Magicshine, bicycle front light, MJ808, MJ-808, MJ818, MJ-818, bicycle rear light, CAN bus
BRANCH ZC_debugging
front and rear lamps do work together and can be used on a bike. logic unit and auxiliary devices are still WIP.
this undertaking originated as an attempt to redesign the MJ808/MJ818 lights by:
- designing a custom PCB w. driver/controller ICs,
- writing firmware for a stm32 microcontroller,
- encapsulating the above in MJ808's/MJ818's original housing,
- combining:
- the rear light (MJ818),
- the front light (MJ808) and
- a control unit into an interconnected smart bicycle light system.
- developing further auxiliary devices which extend functionality of the lights.
== and || denote the CAN bus, power lines are omitted.
front and rear lights are interconnected via the CAN bus; the front light activates the rear light via commands transmitted over CAN.
(front light) - (rear light)
------------------------------------------------
(mj808) ====== (mj818)
front and rear lights are extended in their functionality by other auxiliary devices interconnected via the CAN bus
(front light) - (control unit) - (rear light)
------------------------------------------------
(mj808) ====== (control unit) ====== (mj818)
|| ||
|| ||
|| (future device(s))
(dynamo)
google magicshine mj-818 / magicshine mj-808 for an idea what the lights are and look like.
these are decent made-in-china bicycle lights operated off a 2S2P Li-Lion battery pack.
their functionality, apart from producing light, sucks.
light operating mode selection and high power consumption on the original lights is what i would like to have different.
the only reasonable way to achieve this is to start from scratch.
- eagle for PCB layout & schematics,
- STM32CubeIDE for the code,
- one STLink or similar,
- some cheapo arduino/stm-based CAN capable dev. board for quick and dirty CAN testing
- SMD soldering equipment and skills,
- parts.
- /datasheets/*/: contains what the name suggests,
- /dwg/: AutoCAD drawings & STLs of various sub-components,
- /eagle designs/: contains subfolders with eagle designs (.brd, .sch & BOMs) of various sub-components:
- mj808/: the front light,
- mj818/: the rear light,
- mj828/: a small handlebar mounted UI (nothing fancy), WIP,
- mj838/ (aka. Čos): a dynamo thing, WIP,
- mjfoo/: a development board based on the mj8x8 infractructure,
- branch-dependant: whatever stuff is in the particular branch.

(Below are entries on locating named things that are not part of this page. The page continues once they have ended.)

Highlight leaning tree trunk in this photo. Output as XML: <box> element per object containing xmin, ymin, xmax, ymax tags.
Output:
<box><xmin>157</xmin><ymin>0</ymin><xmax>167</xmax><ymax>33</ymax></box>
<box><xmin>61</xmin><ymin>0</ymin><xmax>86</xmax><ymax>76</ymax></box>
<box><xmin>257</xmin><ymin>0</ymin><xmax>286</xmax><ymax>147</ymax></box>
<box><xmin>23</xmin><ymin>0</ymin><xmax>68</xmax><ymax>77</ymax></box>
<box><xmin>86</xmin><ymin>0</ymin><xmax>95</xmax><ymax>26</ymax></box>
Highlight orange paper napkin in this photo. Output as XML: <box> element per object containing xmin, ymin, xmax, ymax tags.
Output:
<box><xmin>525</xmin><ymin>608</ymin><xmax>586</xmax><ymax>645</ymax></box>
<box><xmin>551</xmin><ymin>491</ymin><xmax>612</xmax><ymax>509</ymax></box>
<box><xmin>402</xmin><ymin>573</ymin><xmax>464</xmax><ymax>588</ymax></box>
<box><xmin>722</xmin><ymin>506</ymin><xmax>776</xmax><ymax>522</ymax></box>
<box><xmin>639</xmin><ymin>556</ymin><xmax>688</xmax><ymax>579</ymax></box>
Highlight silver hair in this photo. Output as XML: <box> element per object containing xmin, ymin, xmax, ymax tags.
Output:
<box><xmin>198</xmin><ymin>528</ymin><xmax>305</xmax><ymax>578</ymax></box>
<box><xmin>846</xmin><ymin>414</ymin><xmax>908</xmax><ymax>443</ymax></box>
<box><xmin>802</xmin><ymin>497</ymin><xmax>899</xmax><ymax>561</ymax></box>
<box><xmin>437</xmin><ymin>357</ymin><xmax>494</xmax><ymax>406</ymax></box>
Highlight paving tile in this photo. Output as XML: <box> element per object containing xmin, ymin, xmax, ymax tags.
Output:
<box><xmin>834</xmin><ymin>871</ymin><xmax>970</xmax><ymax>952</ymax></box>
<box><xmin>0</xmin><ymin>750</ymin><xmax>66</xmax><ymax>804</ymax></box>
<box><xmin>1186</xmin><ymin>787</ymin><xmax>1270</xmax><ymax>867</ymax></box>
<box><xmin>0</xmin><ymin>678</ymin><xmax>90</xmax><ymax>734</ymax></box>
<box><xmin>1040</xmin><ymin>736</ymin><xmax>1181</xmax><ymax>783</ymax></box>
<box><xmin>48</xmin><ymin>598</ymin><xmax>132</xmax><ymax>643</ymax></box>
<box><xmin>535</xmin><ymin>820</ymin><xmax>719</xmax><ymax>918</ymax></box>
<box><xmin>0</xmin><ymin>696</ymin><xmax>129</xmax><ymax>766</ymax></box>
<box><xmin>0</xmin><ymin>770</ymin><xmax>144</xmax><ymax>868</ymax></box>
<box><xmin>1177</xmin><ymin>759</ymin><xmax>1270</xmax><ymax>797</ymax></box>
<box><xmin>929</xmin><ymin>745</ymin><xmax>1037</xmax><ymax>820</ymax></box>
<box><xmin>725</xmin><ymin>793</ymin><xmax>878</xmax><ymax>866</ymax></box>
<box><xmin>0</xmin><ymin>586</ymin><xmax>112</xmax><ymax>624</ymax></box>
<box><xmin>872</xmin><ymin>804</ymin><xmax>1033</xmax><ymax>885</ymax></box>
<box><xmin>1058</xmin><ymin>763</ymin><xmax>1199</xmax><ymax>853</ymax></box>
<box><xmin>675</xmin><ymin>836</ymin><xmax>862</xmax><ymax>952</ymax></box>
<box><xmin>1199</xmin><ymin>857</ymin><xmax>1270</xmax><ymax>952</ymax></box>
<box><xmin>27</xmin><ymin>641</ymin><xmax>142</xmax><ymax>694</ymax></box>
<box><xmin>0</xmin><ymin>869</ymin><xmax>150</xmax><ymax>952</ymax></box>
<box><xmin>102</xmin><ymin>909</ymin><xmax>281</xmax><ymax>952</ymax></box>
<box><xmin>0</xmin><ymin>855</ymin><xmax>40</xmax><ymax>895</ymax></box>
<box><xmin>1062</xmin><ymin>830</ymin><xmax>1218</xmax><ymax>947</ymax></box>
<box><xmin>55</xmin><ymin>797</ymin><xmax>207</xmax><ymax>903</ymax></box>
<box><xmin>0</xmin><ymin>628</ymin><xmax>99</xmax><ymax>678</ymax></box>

- /mj8x8/: C source code for everything, to be used with STM32CubeIDE
- /saleae/: HLA for the logic analyzer
look in /datasheets/ for a BOM.
core components:
- 4-layer PCB manufactured via OSH Park,
- STM32F042G6U6 microcontroller,
- TCAN334 3.3V CAN transciever,
- MAX16819 & MAX16820 LED drivers,
- LDK320 5V LDO,
- 0402 passives and
- Cree XM-L and XP-E high power LEDs.
when chosing components the primary criterium was size, since everything needed to fit into existing housings. maximizing light output to the extreme was not a design factor.
the language of choice is C, written in an object-oriented fashion:
- it uses HAL. (don't like it? -> go away.),
- common core components translate into an abstract base class (implemented via C-structs),
- concrete implementations (e.g. mj808 ) translate into derived classes (again C-structs),
- methods are generally implemented via function pointers (e.g. CAN driver message operations),
- behaviour is sometimes achieved with OO interfaces,
- polymorphism is implemented manually via constructors (ctor in mj808_t) and
- information is hidden by nesting C-structs and placing them into either .c or .h files.
due to memory limitations there are only hints of SOLID and design patterns to be found.
code is commented in a somewhat reasonable manner.